Thursday, August 11, 2011

Walking on My Own With My Master

Only at a few times in my life have I had a spiritual leader. And each time they were available only for a season. I lament this, citing it as one of the most difficult aspects of my spiritual life.

Perhaps in some way this is part of my difficulty with "personality" ministries; the source of my prejudice. I don't trust leaders easily. This also makes it hard to find spiritual leader. They're there, my prejudice just makes finding them harder for me.

So with spiritual leadership, I need to learn another level of submission. Submission to spiritual leaders is submission to my Master, the One who placed them in the position. To not submit to them is to rebel against the choice of my Master.

The other obvious aspect for me is jealousy. I want my Master to choose me to lead. He won't, not yet anyway. I want it, and therefore for wrong reasons. One day I will accept it as part of my desire for my Master. Until then I will serve in lesser capacities.

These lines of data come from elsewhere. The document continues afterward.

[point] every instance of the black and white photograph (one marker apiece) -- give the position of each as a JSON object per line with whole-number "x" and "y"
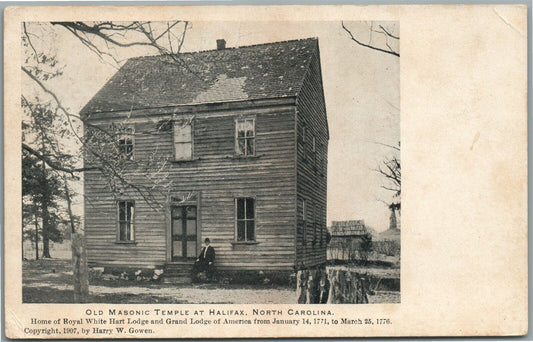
{"x": 191, "y": 171}
{"x": 211, "y": 162}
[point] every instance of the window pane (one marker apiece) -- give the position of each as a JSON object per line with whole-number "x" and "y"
{"x": 183, "y": 151}
{"x": 130, "y": 208}
{"x": 122, "y": 211}
{"x": 240, "y": 129}
{"x": 177, "y": 227}
{"x": 191, "y": 249}
{"x": 249, "y": 128}
{"x": 191, "y": 212}
{"x": 129, "y": 227}
{"x": 250, "y": 208}
{"x": 240, "y": 146}
{"x": 177, "y": 248}
{"x": 250, "y": 147}
{"x": 182, "y": 133}
{"x": 240, "y": 208}
{"x": 240, "y": 230}
{"x": 250, "y": 230}
{"x": 122, "y": 232}
{"x": 176, "y": 212}
{"x": 191, "y": 227}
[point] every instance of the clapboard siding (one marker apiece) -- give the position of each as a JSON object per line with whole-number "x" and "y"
{"x": 278, "y": 176}
{"x": 219, "y": 177}
{"x": 312, "y": 169}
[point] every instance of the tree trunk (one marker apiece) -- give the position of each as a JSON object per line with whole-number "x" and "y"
{"x": 45, "y": 218}
{"x": 36, "y": 237}
{"x": 301, "y": 287}
{"x": 80, "y": 270}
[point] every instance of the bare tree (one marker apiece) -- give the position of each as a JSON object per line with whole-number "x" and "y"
{"x": 390, "y": 169}
{"x": 100, "y": 144}
{"x": 389, "y": 42}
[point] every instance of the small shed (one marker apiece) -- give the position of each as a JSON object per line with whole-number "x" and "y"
{"x": 346, "y": 239}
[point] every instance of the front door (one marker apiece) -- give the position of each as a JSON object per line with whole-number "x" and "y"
{"x": 184, "y": 232}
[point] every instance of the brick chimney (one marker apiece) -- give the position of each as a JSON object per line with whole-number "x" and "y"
{"x": 221, "y": 44}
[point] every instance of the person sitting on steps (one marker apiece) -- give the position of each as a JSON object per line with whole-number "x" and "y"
{"x": 205, "y": 262}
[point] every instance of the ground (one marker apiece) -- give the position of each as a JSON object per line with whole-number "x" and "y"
{"x": 49, "y": 281}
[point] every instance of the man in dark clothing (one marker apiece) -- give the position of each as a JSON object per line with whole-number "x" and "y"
{"x": 205, "y": 261}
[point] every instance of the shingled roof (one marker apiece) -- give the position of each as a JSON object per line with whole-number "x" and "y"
{"x": 348, "y": 228}
{"x": 250, "y": 72}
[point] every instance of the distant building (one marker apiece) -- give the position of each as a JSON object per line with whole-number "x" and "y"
{"x": 346, "y": 239}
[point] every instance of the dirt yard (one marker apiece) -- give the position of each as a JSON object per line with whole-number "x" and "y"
{"x": 49, "y": 281}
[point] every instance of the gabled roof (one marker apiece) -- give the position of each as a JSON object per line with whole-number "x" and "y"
{"x": 348, "y": 228}
{"x": 251, "y": 72}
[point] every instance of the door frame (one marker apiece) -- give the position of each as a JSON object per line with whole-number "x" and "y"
{"x": 183, "y": 198}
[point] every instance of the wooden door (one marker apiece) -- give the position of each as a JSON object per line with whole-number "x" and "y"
{"x": 184, "y": 232}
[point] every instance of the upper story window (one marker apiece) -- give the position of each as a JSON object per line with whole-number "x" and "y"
{"x": 126, "y": 142}
{"x": 125, "y": 227}
{"x": 245, "y": 137}
{"x": 245, "y": 219}
{"x": 182, "y": 132}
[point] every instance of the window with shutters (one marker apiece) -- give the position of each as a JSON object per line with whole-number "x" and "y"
{"x": 125, "y": 227}
{"x": 126, "y": 142}
{"x": 245, "y": 137}
{"x": 244, "y": 219}
{"x": 183, "y": 142}
{"x": 303, "y": 204}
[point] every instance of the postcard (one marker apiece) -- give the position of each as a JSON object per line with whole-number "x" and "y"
{"x": 236, "y": 171}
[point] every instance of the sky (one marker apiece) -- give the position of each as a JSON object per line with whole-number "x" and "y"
{"x": 361, "y": 88}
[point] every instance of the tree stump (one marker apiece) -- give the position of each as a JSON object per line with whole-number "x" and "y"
{"x": 301, "y": 287}
{"x": 347, "y": 287}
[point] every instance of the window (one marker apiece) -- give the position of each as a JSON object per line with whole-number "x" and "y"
{"x": 245, "y": 137}
{"x": 314, "y": 224}
{"x": 245, "y": 219}
{"x": 125, "y": 221}
{"x": 125, "y": 143}
{"x": 182, "y": 140}
{"x": 304, "y": 221}
{"x": 321, "y": 230}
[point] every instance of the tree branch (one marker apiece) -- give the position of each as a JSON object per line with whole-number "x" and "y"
{"x": 56, "y": 166}
{"x": 394, "y": 53}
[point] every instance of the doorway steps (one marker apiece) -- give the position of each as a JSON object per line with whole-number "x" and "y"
{"x": 178, "y": 272}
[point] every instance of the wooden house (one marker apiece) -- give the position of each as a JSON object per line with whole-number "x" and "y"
{"x": 245, "y": 148}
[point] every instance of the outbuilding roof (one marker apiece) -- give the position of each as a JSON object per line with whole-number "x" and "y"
{"x": 348, "y": 228}
{"x": 231, "y": 74}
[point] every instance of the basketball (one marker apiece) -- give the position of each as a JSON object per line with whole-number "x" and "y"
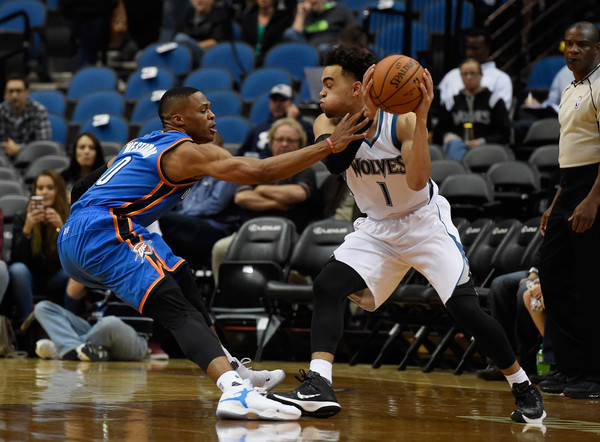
{"x": 396, "y": 82}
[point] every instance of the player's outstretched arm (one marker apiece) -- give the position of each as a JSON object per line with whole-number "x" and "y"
{"x": 194, "y": 161}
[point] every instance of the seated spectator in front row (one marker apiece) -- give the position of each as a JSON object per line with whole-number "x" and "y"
{"x": 73, "y": 338}
{"x": 22, "y": 120}
{"x": 35, "y": 264}
{"x": 86, "y": 156}
{"x": 476, "y": 117}
{"x": 281, "y": 105}
{"x": 290, "y": 198}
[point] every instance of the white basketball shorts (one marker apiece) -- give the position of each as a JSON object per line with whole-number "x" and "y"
{"x": 382, "y": 251}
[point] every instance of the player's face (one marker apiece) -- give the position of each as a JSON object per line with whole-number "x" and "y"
{"x": 338, "y": 93}
{"x": 199, "y": 121}
{"x": 581, "y": 52}
{"x": 85, "y": 152}
{"x": 44, "y": 186}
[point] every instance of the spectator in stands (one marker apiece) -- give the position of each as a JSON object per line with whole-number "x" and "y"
{"x": 477, "y": 46}
{"x": 22, "y": 120}
{"x": 74, "y": 338}
{"x": 35, "y": 264}
{"x": 86, "y": 156}
{"x": 204, "y": 27}
{"x": 89, "y": 21}
{"x": 477, "y": 116}
{"x": 281, "y": 104}
{"x": 290, "y": 198}
{"x": 263, "y": 25}
{"x": 319, "y": 23}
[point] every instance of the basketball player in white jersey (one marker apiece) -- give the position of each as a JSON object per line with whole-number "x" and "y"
{"x": 407, "y": 225}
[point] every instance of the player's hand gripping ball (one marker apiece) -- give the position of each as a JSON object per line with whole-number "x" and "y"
{"x": 396, "y": 82}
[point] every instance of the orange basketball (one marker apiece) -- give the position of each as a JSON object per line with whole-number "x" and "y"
{"x": 396, "y": 84}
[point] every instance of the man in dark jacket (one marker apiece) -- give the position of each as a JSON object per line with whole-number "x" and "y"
{"x": 477, "y": 116}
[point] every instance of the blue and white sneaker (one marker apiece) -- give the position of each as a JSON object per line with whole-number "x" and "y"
{"x": 242, "y": 401}
{"x": 262, "y": 380}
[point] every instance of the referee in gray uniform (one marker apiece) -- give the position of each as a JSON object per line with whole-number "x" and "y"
{"x": 570, "y": 252}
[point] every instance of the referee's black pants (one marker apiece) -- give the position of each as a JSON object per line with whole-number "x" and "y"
{"x": 569, "y": 269}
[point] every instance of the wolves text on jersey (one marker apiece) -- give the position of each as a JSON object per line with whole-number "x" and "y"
{"x": 383, "y": 166}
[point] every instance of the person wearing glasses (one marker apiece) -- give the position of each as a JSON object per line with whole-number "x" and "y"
{"x": 477, "y": 116}
{"x": 291, "y": 198}
{"x": 281, "y": 105}
{"x": 22, "y": 120}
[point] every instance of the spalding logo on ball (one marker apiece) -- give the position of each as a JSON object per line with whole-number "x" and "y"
{"x": 396, "y": 82}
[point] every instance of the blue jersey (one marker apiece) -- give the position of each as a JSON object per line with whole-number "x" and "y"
{"x": 105, "y": 243}
{"x": 135, "y": 185}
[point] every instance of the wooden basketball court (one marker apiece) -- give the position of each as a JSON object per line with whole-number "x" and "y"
{"x": 175, "y": 401}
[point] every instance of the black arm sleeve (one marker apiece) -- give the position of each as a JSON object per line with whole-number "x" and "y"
{"x": 337, "y": 163}
{"x": 82, "y": 185}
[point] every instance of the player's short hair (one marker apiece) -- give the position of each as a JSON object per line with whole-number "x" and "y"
{"x": 353, "y": 60}
{"x": 172, "y": 97}
{"x": 17, "y": 76}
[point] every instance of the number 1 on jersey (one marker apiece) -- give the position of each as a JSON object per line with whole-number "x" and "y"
{"x": 386, "y": 193}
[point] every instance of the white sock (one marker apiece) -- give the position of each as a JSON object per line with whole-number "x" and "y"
{"x": 227, "y": 379}
{"x": 517, "y": 378}
{"x": 323, "y": 367}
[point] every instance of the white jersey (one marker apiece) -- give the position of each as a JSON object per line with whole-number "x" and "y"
{"x": 403, "y": 229}
{"x": 377, "y": 175}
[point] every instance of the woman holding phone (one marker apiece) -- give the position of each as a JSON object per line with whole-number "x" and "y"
{"x": 35, "y": 265}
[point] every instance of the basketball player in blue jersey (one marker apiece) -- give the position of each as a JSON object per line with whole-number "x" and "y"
{"x": 104, "y": 242}
{"x": 407, "y": 225}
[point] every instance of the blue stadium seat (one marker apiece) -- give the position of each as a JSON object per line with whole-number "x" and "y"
{"x": 145, "y": 107}
{"x": 114, "y": 130}
{"x": 205, "y": 79}
{"x": 98, "y": 102}
{"x": 170, "y": 55}
{"x": 261, "y": 80}
{"x": 224, "y": 102}
{"x": 292, "y": 56}
{"x": 236, "y": 57}
{"x": 89, "y": 79}
{"x": 259, "y": 113}
{"x": 54, "y": 101}
{"x": 233, "y": 128}
{"x": 390, "y": 39}
{"x": 59, "y": 128}
{"x": 434, "y": 15}
{"x": 148, "y": 79}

I have considered the possibility that I already walk alone with my Master, and that is how He wants it. The problem with this is that as I learn more of submission to my Master, I see that it includes submission to spiritual leaders; to learn instead of teaching. Teaching is still too much me, and not enough of my Master. I have a bit more to learn first.

I am learning. Even as I write this I see this entry as my essay answer on my Masters exam. I am slowly getting His point. As I do, He speaks through others, I gain a fuller insight to His Scripture, and I see that I don't walk this life alone, but with friends and guides.

So today I will see what my Master has for me through someone I meet, and I will submit to the pastor He places me under. I will submit and not see myself as his equal. Pardon me as I change my paradigm. I'll be back in a bit.

Oswald Chambers' "My Utmost For His Highest": August 11th.